Il contratto di compravendita
A tale premessa generale si collega che le peculiarità di tale figura di leasing finanziario hanno da subito preoccupato la giurisprudenza che negli anni ha convogliato la sua attenzione sulla funzione del contratto di compravendita nel complesso schema negoziale.
Stabilire quando tale alienazione celi una garanzia obbligatoria non è sempre agevole ma è possibile fare affidamento a degli indici integranti tale violazione.
Questi indici sono:
1) l’esistenza (precedente o contestuale) di una situazione di credito e debito tra la società finanziaria e l’impresa venditrice utilizzatrice;
2) una situazione di difficoltà economica del venditore legittimante il sospetto di relativo approfittamento;
3) la sproporzione tra valore del bene alienato ed entità del prezzo versato.
Il patto marciano
Rileva altresì l’assenza del cosiddetto patto marciano, cioè di apposita clausola di matrice correttiva con cui le parti abbiano preventivamente convenuto che al termine del rapporto - effettuata la stima del bene con tempi certi e modalità definite, tali da assicurare una valutazione imparziale ancorata a parametri oggettivi ed autonomi ad opera di un terzo - il creditore debba, per acquisire il bene, pagare l’importo eccedente l’entità del suo credito, sì da ristabilire l’equilibrio sinallagmatico tra le prestazioni e da evitare che il debitore subisca una lesione dal trasferimento del bene in garanzia.

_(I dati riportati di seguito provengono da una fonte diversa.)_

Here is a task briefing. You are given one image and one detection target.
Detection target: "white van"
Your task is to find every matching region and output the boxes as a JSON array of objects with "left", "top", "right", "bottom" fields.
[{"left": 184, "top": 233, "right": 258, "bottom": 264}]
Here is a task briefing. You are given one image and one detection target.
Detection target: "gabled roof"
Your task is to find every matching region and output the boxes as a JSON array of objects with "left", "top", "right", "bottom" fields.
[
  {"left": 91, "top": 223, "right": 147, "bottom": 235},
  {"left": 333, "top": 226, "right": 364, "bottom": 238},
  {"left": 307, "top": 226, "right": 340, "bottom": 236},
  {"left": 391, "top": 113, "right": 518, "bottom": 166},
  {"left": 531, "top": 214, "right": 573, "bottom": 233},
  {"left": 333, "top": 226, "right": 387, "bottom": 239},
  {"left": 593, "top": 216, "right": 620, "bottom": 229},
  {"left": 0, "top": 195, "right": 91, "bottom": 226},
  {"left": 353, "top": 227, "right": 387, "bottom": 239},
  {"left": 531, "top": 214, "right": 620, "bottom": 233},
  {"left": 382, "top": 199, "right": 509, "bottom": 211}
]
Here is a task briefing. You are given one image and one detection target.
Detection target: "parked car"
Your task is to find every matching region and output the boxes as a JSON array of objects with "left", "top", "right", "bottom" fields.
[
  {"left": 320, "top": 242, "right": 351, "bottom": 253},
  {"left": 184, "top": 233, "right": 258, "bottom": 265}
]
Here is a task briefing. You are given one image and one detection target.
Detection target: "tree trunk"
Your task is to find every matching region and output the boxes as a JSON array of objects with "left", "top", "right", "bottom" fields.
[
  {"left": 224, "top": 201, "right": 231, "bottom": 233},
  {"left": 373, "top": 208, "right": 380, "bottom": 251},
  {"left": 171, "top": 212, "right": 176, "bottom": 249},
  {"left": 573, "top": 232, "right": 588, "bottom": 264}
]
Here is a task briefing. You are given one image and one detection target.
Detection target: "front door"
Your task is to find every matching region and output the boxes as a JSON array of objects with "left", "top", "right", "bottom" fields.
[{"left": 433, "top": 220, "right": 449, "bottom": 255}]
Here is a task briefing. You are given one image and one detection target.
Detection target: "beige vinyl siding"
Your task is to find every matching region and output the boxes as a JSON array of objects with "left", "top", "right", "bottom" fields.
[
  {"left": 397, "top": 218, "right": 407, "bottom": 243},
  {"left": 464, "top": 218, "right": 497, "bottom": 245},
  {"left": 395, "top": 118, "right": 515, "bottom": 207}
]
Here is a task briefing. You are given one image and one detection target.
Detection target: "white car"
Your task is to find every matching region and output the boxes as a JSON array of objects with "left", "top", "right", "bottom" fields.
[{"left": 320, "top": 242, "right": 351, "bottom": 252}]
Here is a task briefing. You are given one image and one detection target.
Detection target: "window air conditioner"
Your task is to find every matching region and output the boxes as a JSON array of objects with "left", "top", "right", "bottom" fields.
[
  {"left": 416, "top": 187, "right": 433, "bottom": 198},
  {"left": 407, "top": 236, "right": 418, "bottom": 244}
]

A ben vedere, il sale and lease back configura un contratto d’impresa socialmente tipico che, come tale, è, in linea di massima, astrattamente valido, ferma la necessità di verificare, caso per caso, la presenza di elementi sintomatici atti a evidenziare che la vendita sia stata posta in essere in funzione di garanzia e sia volta, pertanto, ad aggirare il divieto del patto commissorio (e, pertanto, sanzionabile, per illiceità della causa, con la nullità, ex art. 1344 c.c., in relazione all’art. 1418, II, c.c.).
Operazione fraudolenta
A tal fine, l’operazione contrattuale può definirsi fraudolenta nel caso in cui si accerti, con una indagine che è tipicamente di fatto, sindacabile in sede di legittimità soltanto sotto il profilo della correttezza della motivazione, la compresenza delle cennate circostanze.